Duszyńska Wiesława, Barteczko Barbara, Kübler Andrzej

机构信息

Klinika Anestezjologii i Intensywnej Terapii AM we Wrocławiu.

出版信息

Anestezjol Intens Ter. 2008 Jan-Mar;40(1):17-21.

Abstract

BACKGROUND

The Hospitals in Europe Link for Infection Control through Surveillance (HELICS) network has been implemented in 15 countries of the EU. The network has been responsible for standardization of definitions, collection of data, and therapeutic procedures. The aim of study was to assess the usefulness of ICU-HELICS programme for surveillance of infections in ITU.

METHODS

The following data were recorded: kind of infections and their incidence, device utilization ratios for lung ventilation, central venous and urinary catheters. Infections were diagnosed according to CDC and HELICS criteria.

RESULTS

During the 12-months period nosocomial infection was diagnosed in 62 out of 178 patients (35%). The incidence of device-associated nosocomial infection was 34.8 per 1000 patients, and the incidence of ventilator-associated pneumonia (VAP) was 16 per 1000 ventilator days. CVC-related bloodstream infections (BSI) occurred in 5.6 cases per 1000 catheter days. The incidence of catheter-associated urinary tract infections (UTI) was 6.8 per 1000 catheterisation days. The most common pathogen in VAP was Acinetobacter baumanii and in UTI--methicillin-resistant coagulase-negative Staphylococci.

DISCUSSION AND CONCLUSION

In the present study overall incidence of nosocomial infections within ITU was not found to be different from that in 1995. The incidence of device-associated nosocomial infections was higher than the mean value for developing countries, but lower than in Finland.

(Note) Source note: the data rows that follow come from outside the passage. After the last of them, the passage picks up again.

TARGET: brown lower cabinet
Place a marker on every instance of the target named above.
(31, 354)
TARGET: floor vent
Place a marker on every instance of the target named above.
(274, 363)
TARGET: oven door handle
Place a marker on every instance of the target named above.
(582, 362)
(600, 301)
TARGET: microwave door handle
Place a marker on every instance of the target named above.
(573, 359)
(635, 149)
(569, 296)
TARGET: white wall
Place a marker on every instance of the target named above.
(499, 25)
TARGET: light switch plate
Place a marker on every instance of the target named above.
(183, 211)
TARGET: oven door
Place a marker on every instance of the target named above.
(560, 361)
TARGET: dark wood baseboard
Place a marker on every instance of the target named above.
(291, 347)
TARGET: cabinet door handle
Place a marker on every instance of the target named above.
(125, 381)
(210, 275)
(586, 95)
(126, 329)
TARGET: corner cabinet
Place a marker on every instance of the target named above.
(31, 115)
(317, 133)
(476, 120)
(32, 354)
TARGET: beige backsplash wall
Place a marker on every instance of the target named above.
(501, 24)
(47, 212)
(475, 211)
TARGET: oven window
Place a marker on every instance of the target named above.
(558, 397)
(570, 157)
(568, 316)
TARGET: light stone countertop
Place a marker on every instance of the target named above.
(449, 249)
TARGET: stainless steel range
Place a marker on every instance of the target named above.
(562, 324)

The incidence of VAP was higher than in USA and in the majority of European countries with the exception of Holland, Spain, and Finland. In conclusion, we found the HELICS networkto be very helpful, allowing for observation and analysis of nosocomial infections and comparison with other centres.

摘要

背景

欧洲医院感染控制监测网络(HELICS)已在欧盟15个国家实施。该网络负责定义的标准化、数据收集和治疗程序。本研究的目的是评估ICU-HELICS计划在重症监护病房感染监测中的实用性。

方法

记录以下数据:感染类型及其发生率、肺通气、中心静脉和导尿管的设备使用率。根据美国疾病控制与预防中心(CDC)和HELICS标准诊断感染。

结果

在12个月期间,178例患者中有62例(35%)被诊断为医院感染。器械相关医院感染的发生率为每1000例患者34.8例,呼吸机相关性肺炎(VAP)的发生率为每1000呼吸机日16例。中心静脉导管相关血流感染(BSI)每1000导管日发生5.6例。导尿管相关尿路感染(UTI)的发生率为每1000导尿日6.8例。VAP中最常见的病原体是鲍曼不动杆菌,UTI中是耐甲氧西林凝固酶阴性葡萄球菌。

讨论与结论

在本研究中,重症监护病房内医院感染的总体发生率与1995年相比没有差异。器械相关医院感染的发生率高于发展中国家的平均值,但低于芬兰。VAP的发生率高于美国以及除荷兰、西班牙和芬兰之外的大多数欧洲国家。总之,我们发现HELICS网络非常有用,能够对医院感染进行观察和分析,并与其他中心进行比较。